19 tips to ditch the sugar in your diet

ditch the sugar

Sugar is the evil ingredient that not only extends our waistline but also has a dramatic impact on our health.  Simply put, sugar turns quickly into fat which contributes to obesity.  This has a knock on effect of increasing our risk of type 2 diabetes and other major health conditions such as heart disease.

On average, American’s consume about 22 of sugar teaspoons a day! Why? Because it is found in almost all packaged foods and is seriously addictive.  It is no wonder our health is on the decline, particularly in Western nations.

So we’ve put together 19 tips to ditch the sugar in your diet and keep you on track to living a low-sugar lifestyle.

#1 Reduce your intake of sugar slowly

If you are consuming a lot of sugar in your diet, the chances are you are addicted.  Going cold turkey can wreak havoc with your emotions as well as shock your body.  Headaches, sweating, fatigue, nausea are all signs the addiction has taken over.  A gradual reduction might not only be easier in the long run, but also may help you maintain it.

#2 Spend more time cooking

If you make time to get in the kitchen, prepare delicious foods and make plenty of leftovers you are less likely to grab a quick, sugary snack or a unhealthy take-away meal.

#3 Consume whole foods

Eating plenty of whole foods will ensure no added sugar is sneakily put into the food.  It will also make your diet healthier in every other way and you will feel way better for it!

#4 Read your food labels

Stop listening to the marketing on the front of the food product and start reading the labels.  Compare products and brands to see what ingredients are in the product, in particular the type and amount of sugar.

#5 Ditch the soda and juice

Most of the soda and juice on the markets are pretty much sugar water and have very little nutritious benefit, if any at all.

#6 Avoid diet soda

If you are trying to kick your sugar habit, diet sodas are not going to be doing you any favours.  The artificial sweeteners in the soda actually make your body think it is getting glucose.  When it doesn’t, your body gets hungrier and your sugar cravings heighten.

#7 Up your protein intake

Protein keeps your blood sugar under control and helps reduce the sugar cravings as well as keeps you feeling full for longer.

#8 Eat regularly

When you skip meals or deprive your body of food, your energy tips and you are more likely to turn to sugar for a quick pick-me-up.

#9 Prepare snacks for on-the-go

Before you walk out the door each day, make sure your handbag has a couple of emergency snacks like nuts, veggie sticks or hummus to keep on hand for when you have missed a meal or have a sugar craving.

#10 Drink water

When dehydrated, we often recognise thirst as a craving for sugar.  Drinking plenty of water will help your body’s system functions correctly and you won’t be as likely to eat calories instead.

#11 Consume healthy fats

Healthy fats such as nuts, olive oil and avocado help you fulfil your hunger pains, provide you energy and balances out your blood sugar levels.

#12 Try out some spices

There are plenty of spices that satisfy your sugar craving without adding any refined sugar to the mix.  Think cinnamon, nutmeg and cardamom!

#13 Educate yourself

Sugar isn’t listed on food labels as ‘sugar’.  Food manufactures are much smarter than that!

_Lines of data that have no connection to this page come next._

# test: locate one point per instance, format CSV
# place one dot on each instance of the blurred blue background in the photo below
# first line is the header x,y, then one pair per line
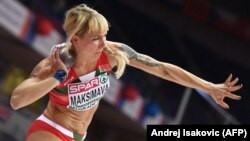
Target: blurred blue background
x,y
208,38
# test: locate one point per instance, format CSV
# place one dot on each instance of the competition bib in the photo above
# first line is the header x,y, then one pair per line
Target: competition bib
x,y
85,95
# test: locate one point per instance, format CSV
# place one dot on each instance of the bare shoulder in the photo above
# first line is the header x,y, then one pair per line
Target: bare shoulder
x,y
112,47
42,69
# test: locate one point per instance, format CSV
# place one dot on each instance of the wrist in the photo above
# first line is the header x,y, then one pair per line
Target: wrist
x,y
60,75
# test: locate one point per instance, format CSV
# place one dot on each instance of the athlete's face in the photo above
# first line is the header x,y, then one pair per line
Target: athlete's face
x,y
91,44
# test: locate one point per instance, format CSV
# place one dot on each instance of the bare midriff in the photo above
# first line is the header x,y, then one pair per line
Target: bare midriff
x,y
76,121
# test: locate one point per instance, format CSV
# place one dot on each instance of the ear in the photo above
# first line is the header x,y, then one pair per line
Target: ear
x,y
75,40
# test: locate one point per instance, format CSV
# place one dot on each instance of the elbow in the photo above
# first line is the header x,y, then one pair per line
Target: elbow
x,y
15,105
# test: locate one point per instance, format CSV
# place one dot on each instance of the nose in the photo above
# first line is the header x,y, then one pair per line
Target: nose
x,y
103,41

There are over 40 types of sugars used in processed foods.

#14 Hit the sack

Getting a good night sleep can ensure your body has rested and is full of energy ready to start the day.  If you are not getting around 7.5 – 8 hours a night, your body will look for energy full somewhere else, like sugar!

#15 Don’t be fooled by advertising

“Fat-Free” often means less fat, more sugar.  “Sugar-free” means the product is free of sucrose or table sugar, but not all types of sugars.  “Lite” only refers to light in colour, flavour or texture, not a healthier product.  As you can see the advertiser’s creative wording and claims may look great, but often they are no better for you.

#16 Enlist a friend

Get a friend to reduce their sugar intake at the same time means you have a little support from someone who is experiencing the same things.  You can also motivate each other as well as swap tips, recipes and be a sounding board for when things are getting tough.

#17 Reach for the dark chocolate

When you just need to satisfy your chocolate craving, dark chocolate with 75 and over percent of cocoa is what you should reach for.

#18 Switch fruit with veggies

While fruit delivers fibre and water, it still is a form of sugar.  Rather than spend the day munching on fruit, switch a piece or two with veggies.

#19 Watch what’s in your blender

The juice and smoothie craze has got people hooked and while you think you might be healthy by blending up a tasty smoothie filled with ‘superfoods’ you may be just serving up a glass of calories.  Watch the amount of fruit you throw into each smoothie!

Kicking your sugar habit is no easy feat, but it is worthwhile when you do!